The credit requirements in place for renters are significantly looser compared to what is required to buy a home. Most experienced landlords require prospective renters to provide/undergo a credit report check which takes a look at the individual’s credit score and history. Most of the time, as long as a credit report does not demonstrate a history of bankruptcies, judgements, or significant debts, qualifying for a home to rent (within your income range) should be pretty straightforward. For owners, on the other hand, the credit requirements for obtaining a mortgage are much more strict - which makes sense in that there is a lot more risk on the line on behalf of the lender.

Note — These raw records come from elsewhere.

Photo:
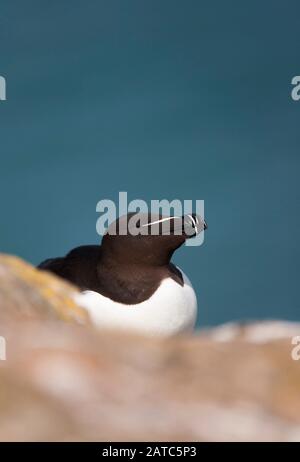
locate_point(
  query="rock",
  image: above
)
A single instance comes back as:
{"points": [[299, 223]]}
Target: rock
{"points": [[66, 381], [26, 292]]}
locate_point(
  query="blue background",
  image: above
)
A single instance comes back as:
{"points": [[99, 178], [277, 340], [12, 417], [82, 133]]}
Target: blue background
{"points": [[163, 99]]}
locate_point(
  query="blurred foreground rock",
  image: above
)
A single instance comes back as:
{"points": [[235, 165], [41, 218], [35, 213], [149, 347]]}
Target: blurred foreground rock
{"points": [[65, 381]]}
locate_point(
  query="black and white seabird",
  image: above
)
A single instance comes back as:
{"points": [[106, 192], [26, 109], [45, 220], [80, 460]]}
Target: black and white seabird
{"points": [[128, 281]]}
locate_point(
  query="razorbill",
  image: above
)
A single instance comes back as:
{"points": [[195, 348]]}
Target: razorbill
{"points": [[128, 282]]}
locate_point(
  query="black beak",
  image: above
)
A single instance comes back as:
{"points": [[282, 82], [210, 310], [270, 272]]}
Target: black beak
{"points": [[193, 224]]}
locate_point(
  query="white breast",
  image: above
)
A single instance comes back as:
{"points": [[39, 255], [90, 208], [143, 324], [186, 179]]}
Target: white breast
{"points": [[171, 310]]}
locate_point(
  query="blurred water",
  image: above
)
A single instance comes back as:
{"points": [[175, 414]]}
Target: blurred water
{"points": [[187, 100]]}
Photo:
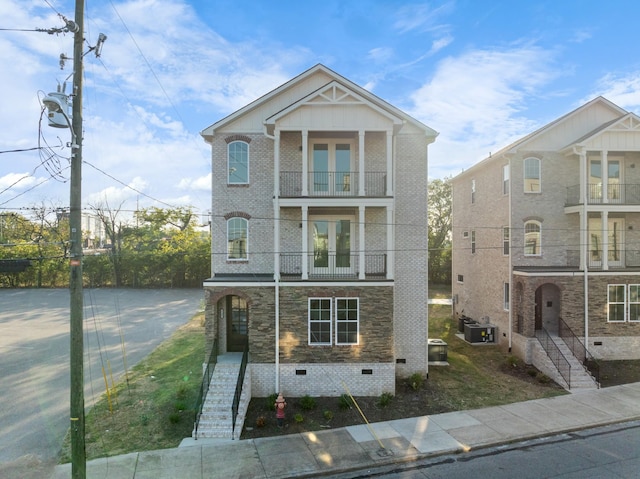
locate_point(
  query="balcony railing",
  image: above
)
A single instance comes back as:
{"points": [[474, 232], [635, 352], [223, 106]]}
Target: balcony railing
{"points": [[616, 259], [617, 194], [333, 266], [333, 183]]}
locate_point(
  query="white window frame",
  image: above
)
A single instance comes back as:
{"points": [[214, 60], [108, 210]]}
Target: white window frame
{"points": [[505, 179], [506, 241], [539, 244], [623, 288], [526, 171], [347, 322], [230, 167], [324, 321], [245, 222], [506, 296], [635, 302]]}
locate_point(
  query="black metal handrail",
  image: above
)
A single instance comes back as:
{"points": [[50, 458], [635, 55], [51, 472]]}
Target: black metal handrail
{"points": [[579, 350], [238, 393], [204, 387], [561, 363], [333, 183], [338, 266]]}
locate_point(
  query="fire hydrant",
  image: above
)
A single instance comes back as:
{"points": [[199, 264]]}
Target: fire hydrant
{"points": [[280, 405]]}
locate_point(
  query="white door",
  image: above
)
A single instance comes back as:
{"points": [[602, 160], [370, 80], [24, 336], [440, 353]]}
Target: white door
{"points": [[331, 246], [331, 168], [615, 254]]}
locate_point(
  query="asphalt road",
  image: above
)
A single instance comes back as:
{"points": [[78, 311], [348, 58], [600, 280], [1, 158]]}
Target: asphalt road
{"points": [[34, 354]]}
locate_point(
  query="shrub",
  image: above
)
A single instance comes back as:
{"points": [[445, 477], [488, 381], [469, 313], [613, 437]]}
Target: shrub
{"points": [[271, 402], [345, 401], [385, 399], [511, 361], [307, 403], [415, 381]]}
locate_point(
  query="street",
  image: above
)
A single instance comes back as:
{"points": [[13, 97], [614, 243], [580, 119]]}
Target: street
{"points": [[34, 354], [605, 452]]}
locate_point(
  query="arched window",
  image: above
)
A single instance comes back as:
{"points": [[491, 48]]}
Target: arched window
{"points": [[238, 162], [532, 238], [532, 175], [237, 238]]}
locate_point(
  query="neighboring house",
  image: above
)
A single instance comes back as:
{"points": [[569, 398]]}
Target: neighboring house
{"points": [[319, 239], [549, 228]]}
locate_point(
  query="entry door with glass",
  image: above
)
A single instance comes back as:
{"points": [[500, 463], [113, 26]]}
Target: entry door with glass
{"points": [[331, 166], [331, 245]]}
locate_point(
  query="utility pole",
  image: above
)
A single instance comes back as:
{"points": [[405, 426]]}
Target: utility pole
{"points": [[76, 306]]}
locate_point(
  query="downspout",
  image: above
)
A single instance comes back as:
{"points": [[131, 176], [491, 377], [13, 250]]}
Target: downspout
{"points": [[276, 254], [510, 283]]}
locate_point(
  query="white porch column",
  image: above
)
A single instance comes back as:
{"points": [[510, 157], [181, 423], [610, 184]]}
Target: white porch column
{"points": [[605, 176], [305, 242], [361, 172], [604, 216], [361, 243], [276, 205], [584, 197], [390, 244], [389, 163], [305, 163]]}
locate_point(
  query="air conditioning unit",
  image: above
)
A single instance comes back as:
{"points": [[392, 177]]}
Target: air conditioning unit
{"points": [[479, 333]]}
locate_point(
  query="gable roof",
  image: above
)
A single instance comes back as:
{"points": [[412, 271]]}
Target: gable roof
{"points": [[531, 137], [350, 92]]}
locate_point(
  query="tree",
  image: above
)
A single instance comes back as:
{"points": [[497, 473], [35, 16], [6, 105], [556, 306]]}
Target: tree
{"points": [[439, 217]]}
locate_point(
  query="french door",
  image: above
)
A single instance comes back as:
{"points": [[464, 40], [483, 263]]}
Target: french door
{"points": [[331, 246], [331, 168]]}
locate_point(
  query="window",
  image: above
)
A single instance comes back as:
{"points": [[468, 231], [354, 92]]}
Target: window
{"points": [[616, 300], [505, 179], [347, 320], [237, 229], [532, 175], [634, 302], [320, 321], [322, 314], [238, 162], [505, 241], [506, 296], [532, 238]]}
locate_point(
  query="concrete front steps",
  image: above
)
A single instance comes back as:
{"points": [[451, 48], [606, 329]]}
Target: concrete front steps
{"points": [[580, 378], [216, 417]]}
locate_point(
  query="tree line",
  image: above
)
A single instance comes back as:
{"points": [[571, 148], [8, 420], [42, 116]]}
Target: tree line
{"points": [[158, 248]]}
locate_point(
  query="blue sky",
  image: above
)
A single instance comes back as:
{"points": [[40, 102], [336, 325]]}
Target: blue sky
{"points": [[482, 73]]}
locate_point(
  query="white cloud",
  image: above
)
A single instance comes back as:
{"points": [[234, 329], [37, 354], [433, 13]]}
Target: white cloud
{"points": [[623, 90], [477, 100]]}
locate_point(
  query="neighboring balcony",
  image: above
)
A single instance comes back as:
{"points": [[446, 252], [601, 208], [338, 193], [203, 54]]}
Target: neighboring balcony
{"points": [[616, 194], [332, 266], [333, 183]]}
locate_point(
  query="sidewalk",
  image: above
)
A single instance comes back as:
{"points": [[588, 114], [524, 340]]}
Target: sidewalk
{"points": [[330, 451]]}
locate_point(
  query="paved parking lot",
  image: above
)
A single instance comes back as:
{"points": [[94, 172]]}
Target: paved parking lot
{"points": [[34, 354]]}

In most cases, credit scores ranking below 680 or 700 are considered subprime, and can disqualify prospective owners on the spot (there are some exceptions however). Some lenders offer services, whereby they can work with you over a few months, or longer, to strategically improve your credit, thus allowing you to qualify for a home, or qualify for lower interest rates.
6 CREATIVE FREEDOM
There is something that I always communicate to some first time home buyers, and other clients that I work with that comment on a particular style or feature of a home that they do not like. There is a clear difference between renting and buying, which is, when you rent a home or an apartment, it is not yours, and therefore you have to return it in the same way that it was delivered to you. This is not the case when you buy a home, actually quite the opposite. Depending on your level of creativity, and determination, the ability to design a space may significantly impact your decision to lease or buy.
Because renters are hindered by pretty strict allowances, in terms of what is and what is not allowed when it comes to modifying, decorating and designing their spaces, home owners definitely have the upper hand here in terms of more creative freedom. Whether you’re looking to make minor changes such as swapping carpet for hardwood, or painting a bathroom, or major changes, like adding a story, knocking down a wall, or digging a pool, an owners options are nearly limitless within the confines of the law.
7 TAX BENEFITS
Tax benefits are a serious perk that many often overlook when deciding between renting and buying a home in Los Angeles. Tax benefits are even more significant, in the more historic areas of Los Angeles. Only homeowners, not renters, are able to qualify for these reaping tax benefits. It should be noted however, that simply owning a home does not automatically qualify you for tax benefits - In order to get a complete sense of how and what you can qualify for, we recommend that you consult a financial expert. The benefits can easily add up to tens or hundreds of thousands of dollars in savings, or more!